Sources at the Ministry of Agriculture told Al-Monitor on condition of anonymity, “The unofficial outlets through which crops are smuggled constitute another issue that would harm Iraqi agriculture.”

According to information obtained by Al-Monitor, the mechanism of action of these unofficial outlets that are mostly in the Iraqi Kurdistan Region consists of allowing the entry of agricultural crops to Iraq, changing the date and place of production, and turning them from imported to local.
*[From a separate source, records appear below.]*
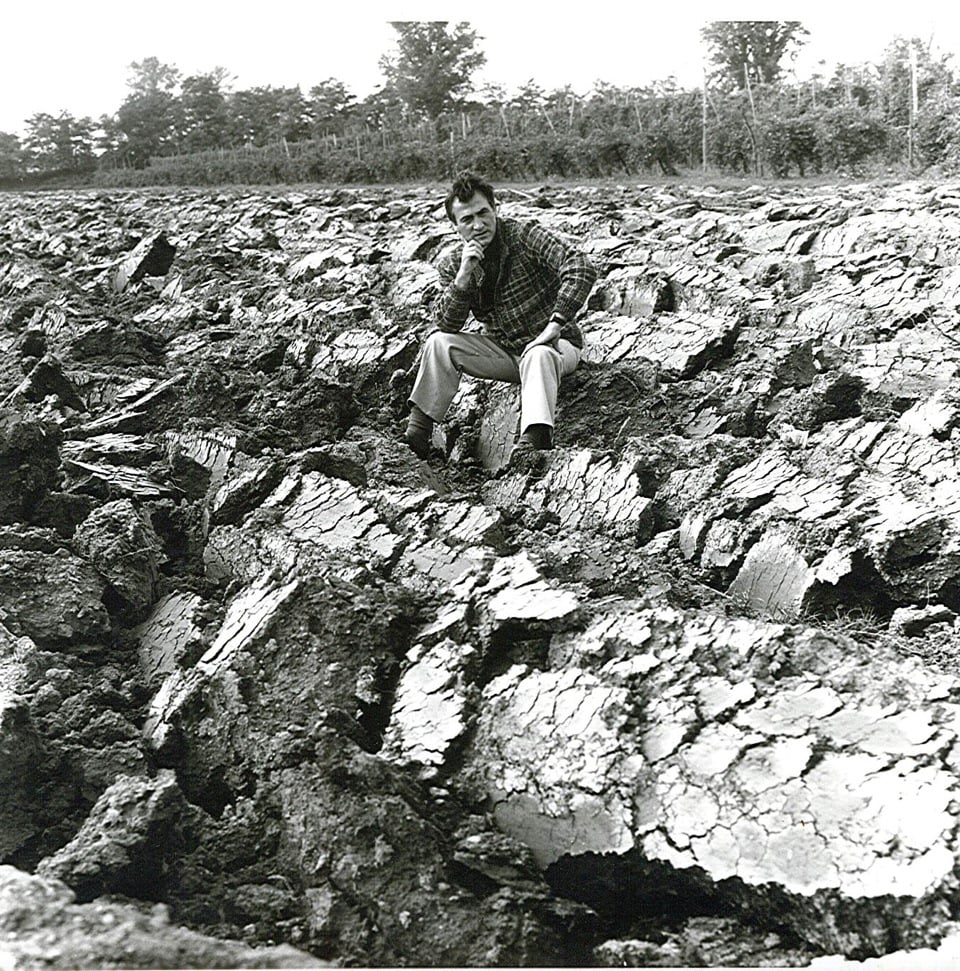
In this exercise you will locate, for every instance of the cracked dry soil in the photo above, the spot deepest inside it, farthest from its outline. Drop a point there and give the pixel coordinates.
(275, 693)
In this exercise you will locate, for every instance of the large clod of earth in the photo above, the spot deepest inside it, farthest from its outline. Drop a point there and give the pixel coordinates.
(682, 691)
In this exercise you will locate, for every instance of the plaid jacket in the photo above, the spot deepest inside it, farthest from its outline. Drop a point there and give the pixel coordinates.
(540, 276)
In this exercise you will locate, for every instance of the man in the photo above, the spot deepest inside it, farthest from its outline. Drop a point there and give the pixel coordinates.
(525, 285)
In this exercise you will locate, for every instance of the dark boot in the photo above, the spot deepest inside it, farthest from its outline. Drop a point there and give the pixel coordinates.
(419, 432)
(539, 437)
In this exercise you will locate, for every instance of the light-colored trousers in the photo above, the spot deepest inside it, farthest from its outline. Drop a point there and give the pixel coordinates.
(538, 372)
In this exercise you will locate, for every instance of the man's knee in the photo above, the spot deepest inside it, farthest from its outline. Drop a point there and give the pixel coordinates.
(542, 357)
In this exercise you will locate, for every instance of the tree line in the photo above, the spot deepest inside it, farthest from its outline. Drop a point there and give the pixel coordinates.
(749, 117)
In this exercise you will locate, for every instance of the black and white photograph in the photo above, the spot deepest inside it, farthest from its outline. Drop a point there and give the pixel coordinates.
(479, 486)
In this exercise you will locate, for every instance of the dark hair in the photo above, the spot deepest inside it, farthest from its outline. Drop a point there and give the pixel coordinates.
(463, 188)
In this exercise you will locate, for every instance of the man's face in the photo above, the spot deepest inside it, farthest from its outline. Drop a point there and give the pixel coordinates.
(475, 219)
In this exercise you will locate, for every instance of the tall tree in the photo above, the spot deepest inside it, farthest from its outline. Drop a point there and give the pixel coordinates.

Their prices are mostly less than those of the local Iraqi product.”

The head of the Agricultural Cooperative Associations in Iraq, Jabbar al-Assad, told Al-Monitor, “There are 15 outlets in Iraqi Kurdistan through which Iranian and Turkish crops enter the Iraqi markets in all provinces and ruin the Iraqi farmers’ production.”

In light of this, the Ministry of Agriculture at the federal government banned the entry of 27 crops from Iraq’s Kurdistan Region June 23.

However, press statements discussed until May the entry of trucks to Iraq through unofficial outlets from Iraqi Kurdistan, passing through the federal government and bribing security officers to cross, despite the authorities’ ban.  

The parliamentary Agriculture Committee supports the efforts of farmers in developing their work by asking the government to ban importing crops and to refrain from including any section about animal and agricultural crops in any agreement between the government and another state in order to ensure the continuity of local agricultural produce, self-sufficiency and exportation of the surplus.

The Food and Agriculture Organization commented on the situation of Iraqi agriculture saying, “The successive wars and civil unrest and the years of economic sanctions have suffocated agricultural produce in Iraq. Farmers had a shortage of good seeds and fertilizers, and cattle breeders had to sell their cattle or leave it behind.”

Iraqi farmers complained about Iraq’s government policies that relied on importing for 17 years, and they called on it to keep the borders shut to imports and to support Iraqi farmers who have suffered for many years.

The Iraqi government now has the chance to support its national produce and prove its quality against the imported products that have taken over Iraqi markets for more than a decade and a half, thus burdening the economy with huge losses. The Iraqi economy is still considered “consumerist.”

No matter how much governmental support there is for the agricultural sector, it can be easily targeted and inappropriately marketed. Even with self-sufficiency, unofficial imports will remain a huge barrier threatening Iraqi agriculture that has begun to breathe again after years of suffocation.